¡Mi alma está sedienta de Ti!


Oh Dios, tú eres mi Dios, por ti madrugo,
mi alma está sedienta de ti; 
mi carne tiene ansia de ti, 
como tierra reseca, agotada, sin agua. 
¡Cómo te contemplaba en el santuario 
viendo tu fuerza y tu gloria!

(Salmo 62) 


Esa es la palabra, clara y única, que define el estado de mi alma, Señor: sed. Sed física, casi animal, que quema mis entrañas y apergamina mi garganta. La sed del desierto, de las arenas secas y el sol ardiente, de dunas y espejismos, de yermos sin fin y cielos sin misericordia. La sed que se impone a todos los demás deseos y se adelanta a toda otra necesidad. La sed que necesita el trago de agua para vivir, para subsistir, para devolver los sentidos al cuerpo y la paz al alma.
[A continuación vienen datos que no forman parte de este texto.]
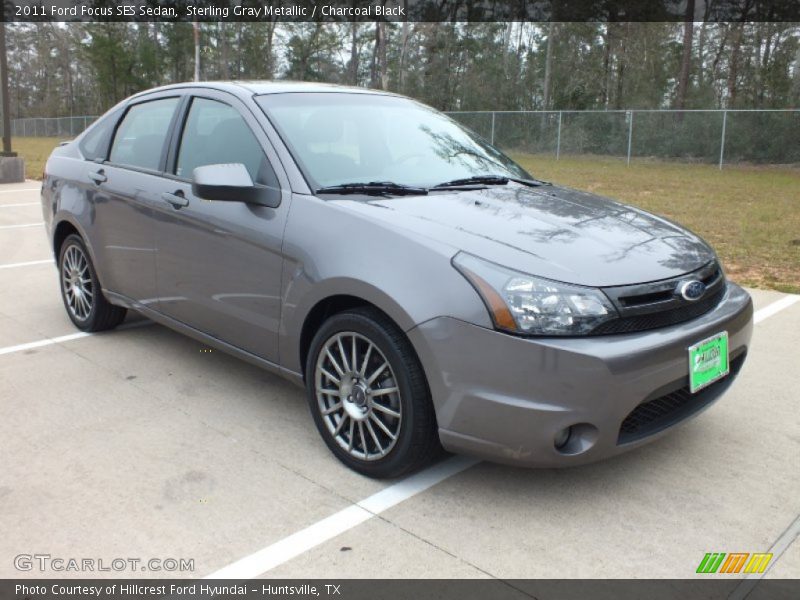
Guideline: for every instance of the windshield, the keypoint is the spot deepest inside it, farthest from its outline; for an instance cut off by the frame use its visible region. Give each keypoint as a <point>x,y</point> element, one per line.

La sed que moviliza cada célula y cada miembro y cada pensamiento para buscar el próximo oasis y llegar a él antes de que la vida misma se queme en el cuerpo. Tal es mi deseo por ti, Señor. Sed en el cuerpo y en el alma. Sed de tu presencia, de tu visión, de tu amor. Sed de ti. Sed de las aguas de la vida, que son las únicas que pueden traer el descanso a mi alma reseca. Aguas saltarinas en medio del desierto, milagro de luz y frescura, arroyos de alegría, juego transparente de olas que cantan y corrientes que bailan sobre la tierra seca y las piedras inertes. Resplandor en la noche y melodía en el silencio. Te deseo y te amo. En ti espero y en ti descanso. Aumenta mi sed, Señor, para que yo intensifique mi búsqueda de las fuentes de la vida • Carlos G. Vallés, Busco tu rostro. Orar los Salmos, Ed. Sal Terrae, Santander-1989, p. 118.